How to Make Your Fitness Progress Stick: Look at the Long Game
This is the recurring question, isnโt it? I think most people have thought this at one point or another: "I'm doing all the right things: mostly eating well and working out, but why does my fitness progress always seem to fluctuate and yo-yo?"
Have you or anyone else found themselves in a constant, never-ending state of "trying to cut those last few pounds?" It is so understandably frustrating to feel like you are constantly fighting an uphill battle, and never being satisfied for too long.
I've noticed a recurring pattern in all of my clients that come to me with a history of yo-yo dieting and progress-- they all share two commonalities:
1. They get stuck in the past.
They keep referencing "when they were a size 0" or about "1 year ago when I was fit." They get so wrapped up in the past and intently focused on recreating that figure they look back at with rosy-colored lenses.
2. They forget that that short-term goals are just that: short-term.
So many times we are like, "oh I'll lose a few pounds or trim my eating before that vacation (or that wedding or event); then they wonder why they're constantly yo-yoing?
Sound familiar? I know it does to me. I absolutely was stuck in this vicious cycle for YEARS. And only now after much time spent chasing my tail do I understand a healthy balance of keeping my fitness and nutrition progress stable.
My life used to be full of restricting stringently to look good for a specific time or event, then afterward, all hell would break loose. This constant yo-yo-ing led to so much unhappiness and frustration- not only because the inevitable increase in weight gain each time, but moreso the lack of sincere, comfortable satisfaction with my body at any given time. I was always trying to lose, lose, lose, rather than living my life. It gets exhausting.
I gained my happiness and freedom when I learned to have a new perspective to make my fitness levels and physique stay more consistent. How?
I looked at the long game, focusing on these three things:
1. Look forward, not backward
I know it's tempting to use a prior place of satisfaction as a reference point-- we are all creatures that like pattern. But in reality, just because something "worked" for you in the past, doesn't mean it will work now-- and conversely, just because something didn't work in the past doesn't mean it can't now. Also, if it really worked, you wouldn't be having this problem and need to change things again, would you?
You have never been exactly this age, in this moment, in this condition before.
Your body and health is in a different place than it was even 6 months ago. Stop trying to rewind time, and look forward to building something even better and longer-lasting.

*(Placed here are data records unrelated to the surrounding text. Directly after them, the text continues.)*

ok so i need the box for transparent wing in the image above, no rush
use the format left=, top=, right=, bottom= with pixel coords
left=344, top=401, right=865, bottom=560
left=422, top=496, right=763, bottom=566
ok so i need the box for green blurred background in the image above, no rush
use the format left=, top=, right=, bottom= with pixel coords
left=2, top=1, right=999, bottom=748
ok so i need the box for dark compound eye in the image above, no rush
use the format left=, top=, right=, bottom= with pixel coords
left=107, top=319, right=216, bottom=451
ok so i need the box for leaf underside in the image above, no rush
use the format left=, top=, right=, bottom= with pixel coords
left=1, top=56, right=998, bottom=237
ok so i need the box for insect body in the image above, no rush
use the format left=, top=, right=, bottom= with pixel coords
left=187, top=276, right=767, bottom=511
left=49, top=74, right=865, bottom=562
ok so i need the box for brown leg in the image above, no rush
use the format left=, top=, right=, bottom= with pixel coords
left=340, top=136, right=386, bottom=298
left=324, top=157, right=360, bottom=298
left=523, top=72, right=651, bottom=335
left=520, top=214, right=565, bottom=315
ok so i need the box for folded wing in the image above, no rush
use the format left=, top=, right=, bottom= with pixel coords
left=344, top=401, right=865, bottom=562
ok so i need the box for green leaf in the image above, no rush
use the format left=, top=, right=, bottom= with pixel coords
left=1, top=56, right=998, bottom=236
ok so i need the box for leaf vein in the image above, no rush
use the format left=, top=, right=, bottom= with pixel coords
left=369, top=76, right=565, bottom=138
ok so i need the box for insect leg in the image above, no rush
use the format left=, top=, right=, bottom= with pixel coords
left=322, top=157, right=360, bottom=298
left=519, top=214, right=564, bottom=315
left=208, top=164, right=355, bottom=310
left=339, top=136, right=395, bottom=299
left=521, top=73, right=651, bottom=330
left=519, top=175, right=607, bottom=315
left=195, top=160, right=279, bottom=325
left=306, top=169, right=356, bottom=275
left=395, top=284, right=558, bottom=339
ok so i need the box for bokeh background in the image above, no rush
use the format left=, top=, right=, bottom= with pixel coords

2. Permanent results come from permanent changes.
No, I don't mean permanently eat the same salmon and broccoli every single day like a robot in pursuit of your goal figure. I mean a permanent mindset shift.
We tell ourselves to "tighten things up" before some event or deadline... but then don't think about what comes afterward. Usually what happens when we pile restriction and extremes on a timely event, we then inevitably give ourself license to "reward ourselves" by going wild on all the things we deprived ourselves leading up to said event.
If you make a temporary goal, your results will be temporary.
If you make a long-term goal that aims for results over the long-game, you will have long-term results.
3. Trusting myself
I view my occasional straying away from my typical health-centered eating habits while on vacation or PMS as temporary. One croissant and some extra ice cream while traveling doesn't break me anymore. Or invite any guilt. Or think about how it just upended all my hard work. Because it doesn't. Unless I LET it.
I no longer have the constant anxiety that I'm falling off the bandwagon and say to myself "I'm so bad, this is going to be so hard, I have to punish myself on Monday and make up for all the damage done this weekend." No more anxiety. This freedom was earned through mindful practice of choosing how I spoke to myself. Of course I will still have my moments, but I remind myself of this.
The key here is TRUST. Embracing my NOW.
Trusting myself that I will bounce back to equilibrium.
Trusting that my body knows it likes nourishing food better than eating decadently out all the time, so my body will want to return to normalcy.
Trusting that I haven't lost my strength gains, but have more fuel and rest to use when I return.
Trusting that bloating after a big meal is normal, and my human stomach is digesting something.
Trusting that if my muscle definition decides to hide for a little while, it'll come back as long as I stick to my usual healthy habits and don't freak out.
Trusting that a few days is nothing in the spectrum of the long-game mentality I now have when it comes to my body and health.